PLEASE NOTE: The medical opinions in USTA.com's Ask the High Performance Lab are responses intended for the average player. Please consult with your primary physician before beginning any new exercise program.
The answers to this week’s "Ask the Expert" column come from Scott Riewald, PhD. Dr. Riewald is the USTA Administrator of Sport Science. Dr. Riewald and the Sport Science staff work with Coaching Education to provide information to the coaches of top American players through seminars, workshops and newsletters.
|Scott works closely with the Coaching Education and Strength and Conditioning staff within High Performance, as well as the USTA Sport Science Committee, to collect and disseminate information related to sport science and tennis. Scott is also a Certifie© USTA|
Q: I read on Webmd.com that USTA put out a booklet on warm-up exercises. Where can I get this?

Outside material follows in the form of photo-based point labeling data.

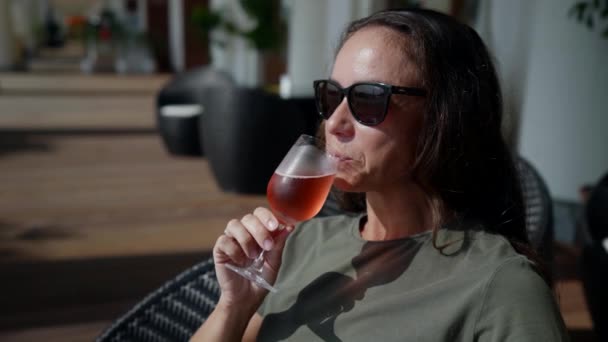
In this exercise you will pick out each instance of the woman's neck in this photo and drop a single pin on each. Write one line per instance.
(397, 212)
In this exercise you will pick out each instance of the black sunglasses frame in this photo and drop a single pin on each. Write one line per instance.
(388, 91)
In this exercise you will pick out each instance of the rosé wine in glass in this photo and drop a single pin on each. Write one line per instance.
(296, 192)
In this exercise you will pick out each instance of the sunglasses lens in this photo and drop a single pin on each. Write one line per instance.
(328, 98)
(368, 103)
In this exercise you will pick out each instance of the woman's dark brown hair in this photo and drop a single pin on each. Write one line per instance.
(462, 159)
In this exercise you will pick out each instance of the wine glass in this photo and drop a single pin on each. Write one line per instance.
(296, 192)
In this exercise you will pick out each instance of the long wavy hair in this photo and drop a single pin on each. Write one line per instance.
(461, 158)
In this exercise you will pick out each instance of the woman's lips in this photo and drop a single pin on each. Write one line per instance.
(339, 157)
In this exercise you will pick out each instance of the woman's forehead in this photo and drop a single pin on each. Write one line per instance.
(375, 54)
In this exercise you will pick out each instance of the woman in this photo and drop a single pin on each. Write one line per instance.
(412, 111)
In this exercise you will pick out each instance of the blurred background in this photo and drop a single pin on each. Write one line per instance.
(131, 131)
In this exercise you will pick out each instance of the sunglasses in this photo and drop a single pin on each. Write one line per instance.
(368, 101)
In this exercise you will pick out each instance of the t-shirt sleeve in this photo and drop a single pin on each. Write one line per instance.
(519, 306)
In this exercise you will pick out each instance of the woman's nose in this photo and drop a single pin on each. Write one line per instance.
(341, 123)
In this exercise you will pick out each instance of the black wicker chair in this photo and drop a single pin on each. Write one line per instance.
(178, 308)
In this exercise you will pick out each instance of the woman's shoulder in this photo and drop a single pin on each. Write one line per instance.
(324, 228)
(516, 287)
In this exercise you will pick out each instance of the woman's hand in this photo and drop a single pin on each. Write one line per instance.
(242, 241)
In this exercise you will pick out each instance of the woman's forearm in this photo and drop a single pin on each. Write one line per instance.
(226, 323)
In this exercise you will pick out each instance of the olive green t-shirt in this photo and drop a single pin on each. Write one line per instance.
(335, 286)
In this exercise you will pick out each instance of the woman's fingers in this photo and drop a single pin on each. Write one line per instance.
(228, 250)
(258, 231)
(267, 218)
(247, 237)
(238, 231)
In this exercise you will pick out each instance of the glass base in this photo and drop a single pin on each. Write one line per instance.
(253, 275)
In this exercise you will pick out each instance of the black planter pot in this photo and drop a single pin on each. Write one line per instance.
(179, 109)
(247, 133)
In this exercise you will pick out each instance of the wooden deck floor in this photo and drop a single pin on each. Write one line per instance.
(94, 213)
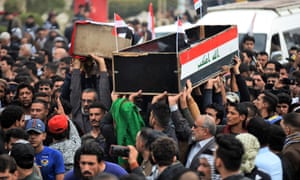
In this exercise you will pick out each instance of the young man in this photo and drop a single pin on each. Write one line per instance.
(228, 157)
(96, 113)
(91, 162)
(58, 128)
(290, 152)
(23, 153)
(49, 160)
(164, 150)
(8, 168)
(25, 94)
(236, 119)
(266, 103)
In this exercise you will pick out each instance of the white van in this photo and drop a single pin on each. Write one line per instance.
(273, 23)
(167, 29)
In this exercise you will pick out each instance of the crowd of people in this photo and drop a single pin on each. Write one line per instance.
(60, 118)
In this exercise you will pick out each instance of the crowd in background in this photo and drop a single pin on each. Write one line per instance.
(60, 117)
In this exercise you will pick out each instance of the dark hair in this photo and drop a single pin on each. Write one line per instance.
(91, 90)
(31, 66)
(25, 161)
(242, 110)
(276, 63)
(52, 67)
(252, 109)
(60, 136)
(276, 137)
(41, 101)
(8, 60)
(248, 53)
(10, 115)
(248, 38)
(131, 177)
(161, 113)
(272, 75)
(57, 78)
(40, 94)
(284, 98)
(263, 53)
(292, 119)
(92, 148)
(17, 133)
(22, 86)
(7, 163)
(258, 127)
(163, 150)
(272, 101)
(149, 135)
(230, 150)
(218, 108)
(45, 82)
(98, 105)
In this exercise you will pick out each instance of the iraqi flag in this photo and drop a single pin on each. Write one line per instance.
(198, 6)
(120, 28)
(151, 24)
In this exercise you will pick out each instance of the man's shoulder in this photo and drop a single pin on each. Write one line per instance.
(115, 169)
(50, 151)
(237, 177)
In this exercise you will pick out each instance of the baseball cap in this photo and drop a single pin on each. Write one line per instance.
(58, 124)
(232, 97)
(36, 125)
(22, 151)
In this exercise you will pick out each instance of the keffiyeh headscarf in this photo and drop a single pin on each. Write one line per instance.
(251, 147)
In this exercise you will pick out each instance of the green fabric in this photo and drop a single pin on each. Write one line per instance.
(128, 122)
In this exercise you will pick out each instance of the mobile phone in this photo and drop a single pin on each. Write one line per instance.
(117, 150)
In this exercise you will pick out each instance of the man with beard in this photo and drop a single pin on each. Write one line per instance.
(202, 134)
(82, 97)
(96, 113)
(228, 157)
(25, 94)
(91, 162)
(206, 168)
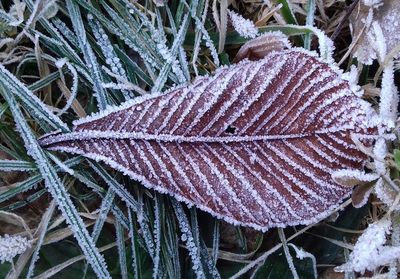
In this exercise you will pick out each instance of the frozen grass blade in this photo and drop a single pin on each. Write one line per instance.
(90, 58)
(132, 236)
(309, 22)
(157, 236)
(16, 165)
(215, 247)
(190, 240)
(116, 186)
(289, 258)
(32, 103)
(42, 229)
(121, 250)
(31, 182)
(171, 62)
(57, 189)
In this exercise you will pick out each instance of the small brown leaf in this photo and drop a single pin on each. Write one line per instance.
(255, 144)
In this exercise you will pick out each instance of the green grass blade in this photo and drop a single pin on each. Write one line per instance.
(57, 189)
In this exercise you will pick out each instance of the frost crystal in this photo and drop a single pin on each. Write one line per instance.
(11, 246)
(382, 29)
(370, 251)
(244, 27)
(255, 144)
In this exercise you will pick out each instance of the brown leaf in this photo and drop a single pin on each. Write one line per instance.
(255, 144)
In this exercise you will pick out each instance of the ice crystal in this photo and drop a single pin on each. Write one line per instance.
(11, 246)
(244, 27)
(225, 142)
(369, 251)
(382, 32)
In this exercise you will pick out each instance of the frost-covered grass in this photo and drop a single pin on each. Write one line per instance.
(64, 60)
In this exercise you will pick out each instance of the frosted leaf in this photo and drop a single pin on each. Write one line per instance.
(244, 27)
(255, 144)
(370, 251)
(11, 246)
(351, 178)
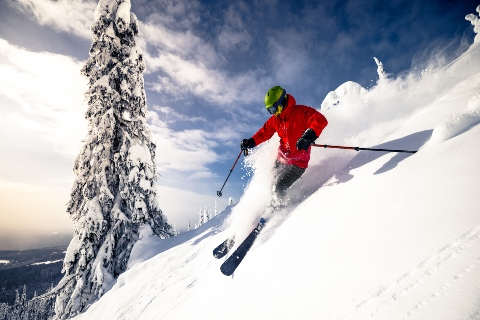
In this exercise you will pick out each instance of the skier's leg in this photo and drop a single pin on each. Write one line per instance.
(285, 176)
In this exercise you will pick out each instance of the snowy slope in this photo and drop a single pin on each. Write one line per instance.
(369, 235)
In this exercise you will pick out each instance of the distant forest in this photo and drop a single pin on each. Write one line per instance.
(38, 279)
(26, 268)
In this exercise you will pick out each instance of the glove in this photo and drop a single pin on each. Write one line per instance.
(307, 138)
(247, 144)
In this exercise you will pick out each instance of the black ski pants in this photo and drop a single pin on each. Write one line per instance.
(284, 176)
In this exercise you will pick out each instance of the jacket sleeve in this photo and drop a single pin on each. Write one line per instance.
(315, 120)
(265, 132)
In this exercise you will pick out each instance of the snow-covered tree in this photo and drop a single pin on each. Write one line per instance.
(381, 72)
(113, 193)
(475, 21)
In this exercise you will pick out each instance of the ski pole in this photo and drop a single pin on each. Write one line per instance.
(245, 153)
(358, 148)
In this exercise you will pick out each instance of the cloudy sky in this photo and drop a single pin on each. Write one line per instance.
(209, 64)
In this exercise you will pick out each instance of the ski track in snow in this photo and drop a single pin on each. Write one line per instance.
(385, 298)
(179, 273)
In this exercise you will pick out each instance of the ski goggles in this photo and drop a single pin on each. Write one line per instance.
(273, 109)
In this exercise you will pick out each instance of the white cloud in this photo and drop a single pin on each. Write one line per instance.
(27, 208)
(187, 151)
(42, 95)
(72, 16)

-- Gail Pritchett, Suwanee, GA
Dr. Riewald: The USTA has produced a DVD on Dynamic Tennis Warm-ups in conjunction with Human Kinetics. This DVD outlines the importance of a dynamic warm-up for tennis players and presents 30 different exercises, as part of three warm-up routines, that can be incorporated into an effective warm-up.
You can also download dynamic warm-up exercise descriptions, as well as other strength and conditioning exercises, from the USTA Player Development website. These exercise descriptions can be found under the Sport Science - Strength and Conditioning link.
Q: It seems that tennis players are jump roping more and more, prior to a match or as part of regular training. Talk about the benefits of jump roping as it relates to tennis.
-- Michael Basha, DO, FCCP, Fort Gratiot, MI
Dr. Riewald: Jumping rope can be used by tennis players to achieve a number of effects. First, it is a pretty good general warm-up exercise, elevating body temperature and getting a player ready for tennis.
Second, it is a good low-level plyometric exercise that can help build leg strength and power. As with any exercise, it is possible to overdo a good thing, so be careful not to rush into doing too much jumping rope too soon.
Jumping rope is also an impact “sport” and can cause wear and tear on the legs/ knees and back. When possible, do the jumping rope on a clay court, grass, or another “soft surface” – try to avoid hard courts or concrete. The harder the surface the greater the load the legs and back will experience.
Players with leg or back injuries should also be sure to exercise caution when starting a jump rope program and do not jump rope if it causes pain.